Today is the feast of the Assumption. Yesterday was the day that I fell into a sin (among, unfortunately, other sins) that I hadn’t fallen into since I was a teenager. In fact, this particularly troublesome sin was one I hadn’t even thought to be on guard for, it had been so long since I had been tempted to it. And then, bam!, there I went falling into it without even realizing. It really sucked.
I was texting a good friend of mine about it, and he told me that when we fall back into sins like this,
It gives us some small glimpse of what life would be like if we completely abandoned God…because as bad as I am, I would be so unspeakably worse without grace.
This is not unlike the reality of Mary. See, before there was Mary, the world wasn’t just getting a small glimpse of what life was like if we completely abandoned God. In the words of St. Athanasius, humans, post-Fall, were “in the process of becoming corrupted entirely, and death had them completely under its dominion.” We were getting the home run equivalent to seeing life without God. Yet, despite the darkness that our hearts can hold, we also have Mary of whom, alone out of all human persons, we can proclaim et macula non est inte—there is no blemish in you.
In her fiat, our Blessed Mother is the cause of our hope: she is the cause of our hope as the Theotokos, the Mother of God, and she is the cause of our hope because she is the first fruit of Christ’s salvific mission. Turning to the second of these, the Church reiterates and reaffirms the title St. Gabriel addresses the Blessed Virgin by: “full of grace.” In exploring this title, then-Cardinal Josef Ratzinger (a.k.a Pope Emeritus Benedict XVI) wrote that
Grace in the proper and deepest sense of the word is not something that comes from God, it is God himself. Redemption means that God, acting as God truly does, gives us nothing less than himself… ‘Full of grace’ therefore means, once again, that Mary is a wholly open human being, one who has opened herself entirely, one who has placed herself in God’s hands boldly, limitless, and without fear for her own fate. It means she lives wholly by and in relation to God.
In this, Mary is wholly and radically embraced by divine love. Her fiat, her Yes is, as Ratzinger says later, “wholly grace” all the while remaining no less wholly hers. The grace Mary received “does not cancel freedom; it creates it.” This is the hope we have in Mary as the first fruit of Christ’s mission: Mary was given the grace not merely to obey the word of God, Mary was given the grace to carry within her own flesh the very Incarnate Word of the Father.

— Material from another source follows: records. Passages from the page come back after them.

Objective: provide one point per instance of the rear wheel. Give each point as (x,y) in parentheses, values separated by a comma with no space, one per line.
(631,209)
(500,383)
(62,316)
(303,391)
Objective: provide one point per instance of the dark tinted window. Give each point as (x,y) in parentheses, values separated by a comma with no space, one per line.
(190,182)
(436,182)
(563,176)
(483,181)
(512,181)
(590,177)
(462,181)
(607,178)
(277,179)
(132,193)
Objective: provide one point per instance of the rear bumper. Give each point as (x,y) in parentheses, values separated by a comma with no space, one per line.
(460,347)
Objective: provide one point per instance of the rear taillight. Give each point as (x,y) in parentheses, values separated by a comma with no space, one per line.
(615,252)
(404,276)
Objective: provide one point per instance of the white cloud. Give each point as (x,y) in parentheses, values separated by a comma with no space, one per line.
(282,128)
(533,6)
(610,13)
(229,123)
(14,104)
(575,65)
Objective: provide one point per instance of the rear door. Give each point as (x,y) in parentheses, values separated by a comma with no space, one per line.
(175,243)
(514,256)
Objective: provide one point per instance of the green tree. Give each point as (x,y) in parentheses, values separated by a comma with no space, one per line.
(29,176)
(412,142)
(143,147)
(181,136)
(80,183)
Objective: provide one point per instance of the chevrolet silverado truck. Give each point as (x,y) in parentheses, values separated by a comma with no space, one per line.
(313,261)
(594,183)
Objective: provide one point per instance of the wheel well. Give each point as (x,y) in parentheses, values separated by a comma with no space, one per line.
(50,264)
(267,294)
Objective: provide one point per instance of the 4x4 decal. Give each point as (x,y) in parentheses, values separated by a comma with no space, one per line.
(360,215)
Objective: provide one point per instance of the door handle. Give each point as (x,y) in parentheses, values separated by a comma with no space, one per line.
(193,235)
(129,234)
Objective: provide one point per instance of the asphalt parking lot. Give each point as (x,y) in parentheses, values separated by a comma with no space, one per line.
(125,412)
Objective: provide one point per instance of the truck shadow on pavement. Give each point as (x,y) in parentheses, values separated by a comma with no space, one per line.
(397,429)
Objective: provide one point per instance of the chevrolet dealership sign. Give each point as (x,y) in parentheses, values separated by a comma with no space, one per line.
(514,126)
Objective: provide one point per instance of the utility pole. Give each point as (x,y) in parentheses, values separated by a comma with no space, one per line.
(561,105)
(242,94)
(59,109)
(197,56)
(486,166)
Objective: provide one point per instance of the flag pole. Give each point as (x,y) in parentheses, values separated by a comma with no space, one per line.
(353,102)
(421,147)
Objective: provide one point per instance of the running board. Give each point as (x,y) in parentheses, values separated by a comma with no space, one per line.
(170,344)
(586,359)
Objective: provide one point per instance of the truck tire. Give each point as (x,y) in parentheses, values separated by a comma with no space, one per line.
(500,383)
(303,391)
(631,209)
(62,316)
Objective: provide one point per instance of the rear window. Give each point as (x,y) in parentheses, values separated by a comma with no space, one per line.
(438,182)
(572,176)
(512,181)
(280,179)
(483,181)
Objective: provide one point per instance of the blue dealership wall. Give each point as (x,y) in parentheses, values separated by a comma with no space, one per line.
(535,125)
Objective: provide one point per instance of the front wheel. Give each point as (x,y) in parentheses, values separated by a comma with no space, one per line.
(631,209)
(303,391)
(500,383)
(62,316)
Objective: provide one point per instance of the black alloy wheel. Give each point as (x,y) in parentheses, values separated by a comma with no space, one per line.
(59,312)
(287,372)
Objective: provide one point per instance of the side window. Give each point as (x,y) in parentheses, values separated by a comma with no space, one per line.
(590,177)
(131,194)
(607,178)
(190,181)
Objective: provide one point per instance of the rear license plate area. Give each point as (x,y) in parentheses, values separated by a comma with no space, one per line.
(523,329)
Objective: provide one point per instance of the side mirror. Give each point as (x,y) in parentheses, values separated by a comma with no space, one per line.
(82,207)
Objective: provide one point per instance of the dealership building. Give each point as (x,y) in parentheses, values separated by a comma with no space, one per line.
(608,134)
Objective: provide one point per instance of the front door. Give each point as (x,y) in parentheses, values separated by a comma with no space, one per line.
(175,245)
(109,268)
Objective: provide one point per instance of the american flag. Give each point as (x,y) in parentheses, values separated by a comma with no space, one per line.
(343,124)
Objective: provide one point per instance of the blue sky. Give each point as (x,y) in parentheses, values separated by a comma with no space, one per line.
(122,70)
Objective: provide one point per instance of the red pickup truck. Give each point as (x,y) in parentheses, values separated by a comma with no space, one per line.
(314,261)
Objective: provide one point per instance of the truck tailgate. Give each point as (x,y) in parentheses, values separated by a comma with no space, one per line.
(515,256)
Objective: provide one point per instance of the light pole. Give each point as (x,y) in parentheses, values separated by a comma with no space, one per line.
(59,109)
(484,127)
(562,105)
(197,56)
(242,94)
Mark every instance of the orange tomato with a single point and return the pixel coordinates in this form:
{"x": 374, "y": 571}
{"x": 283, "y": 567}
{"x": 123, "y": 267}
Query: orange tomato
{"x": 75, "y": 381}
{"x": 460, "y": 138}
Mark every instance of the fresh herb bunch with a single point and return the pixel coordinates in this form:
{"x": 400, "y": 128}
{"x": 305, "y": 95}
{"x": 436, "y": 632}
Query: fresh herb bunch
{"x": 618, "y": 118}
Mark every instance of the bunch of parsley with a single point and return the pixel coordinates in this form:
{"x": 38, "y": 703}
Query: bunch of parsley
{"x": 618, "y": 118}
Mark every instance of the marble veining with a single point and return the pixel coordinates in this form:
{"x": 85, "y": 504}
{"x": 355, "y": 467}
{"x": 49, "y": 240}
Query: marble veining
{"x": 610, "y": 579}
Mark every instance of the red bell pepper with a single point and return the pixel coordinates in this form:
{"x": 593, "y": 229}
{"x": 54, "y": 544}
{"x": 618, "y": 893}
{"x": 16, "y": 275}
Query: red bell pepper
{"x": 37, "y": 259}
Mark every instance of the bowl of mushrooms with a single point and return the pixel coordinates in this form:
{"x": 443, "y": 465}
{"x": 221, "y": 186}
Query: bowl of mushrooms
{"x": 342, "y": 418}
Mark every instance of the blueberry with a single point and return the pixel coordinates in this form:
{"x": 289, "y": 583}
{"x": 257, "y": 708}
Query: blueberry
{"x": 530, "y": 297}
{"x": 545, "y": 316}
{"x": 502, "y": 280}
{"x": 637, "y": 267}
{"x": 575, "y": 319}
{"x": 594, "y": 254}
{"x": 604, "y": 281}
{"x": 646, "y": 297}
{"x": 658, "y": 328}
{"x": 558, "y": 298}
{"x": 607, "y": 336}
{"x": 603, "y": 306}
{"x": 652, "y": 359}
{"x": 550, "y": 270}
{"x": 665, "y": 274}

This sounds an awful long way from falling into/throwing ourselves into sin. Yet, the impossibility of Mary is what gives us hope. That any human should be graced to offer such a profound Yes to conformity with God, that any human should be without stain, is astonishing. This is, perhaps, a small part of why so many of Our Lady’s feast days are holy days of obligation: without Christ, Mary could not have had the freedom found in grace to be most fully herself. If God can preserve Mary from all sin, it seems that it is possible that He will one day overwhelm me with His love, preserving me from all sin.
If any human can say Yes to God in the profound way that Mary could, there is hope that I could say Yes to God sufficiently that I might become a saint. Mary is the Mother of God, and how easy and hard that is. Easy for God and hard for her. But if she can be humble enough to be immaculate, perhaps even when I sin, I can be humble enough to reach out and touch the hem of the garment of my God.
I’m not saying habitual sin doesn’t suck. I’m not saying that revisiting sins you know you’ve overcome, only to find that you haven’t so much overcome them as that they’ve been dormant like cicadas, isn’t a rather day ruining realization. And, I’m not saying that we will never sin again, because we have those inclinations and we likely will. We might even feel all the guilt and shame that come from failing at something we desperately want to do well.
But what I am saying is that Mary is without sin. Mary is the Mother of God. Mary said and continues to say the most profound Yes and profound acceptance of God’s will that any human person ever has, a Yes that gave her a child, a Yes that pierced her heart, a Yes that saw her watch her Child die a horrific death. Yet, she did not suffer the grave. She was Assumed, body and soul, into Heaven to be with the Son who suffered that horrific death for her sake. He also suffered that horrific death for our sake, so that we might die to the world and rise in Him. Mary’s life manifests the profound love of God: the world was in darkness and one of our own was called to bear forth the Light.
When our own lives become dark with sin, I have realized that I need to turn to God and pray that He with send forth His Light into my life. After all, the Virgin birth/earthly mission/dying/rising from the dead/sending forth of the disciples part was the hard part, and that already happened.
The world collectively was at least as bad as I am in my worst moments, and God loved us enough all together to do so many impossible things. How much more ought I to hold on to hope that, no matter how dark it seems, He can still love me, He can still forgive me, and He can still redeem me. Mary received the grace to be conceived without sin and assumed into Heaven. I simply need the grace to confess my sins and return to Him. If He can do such wondrously difficult things for Mary, I can pray with confidence and hope even when I have fallen that He will be able to love me anyway.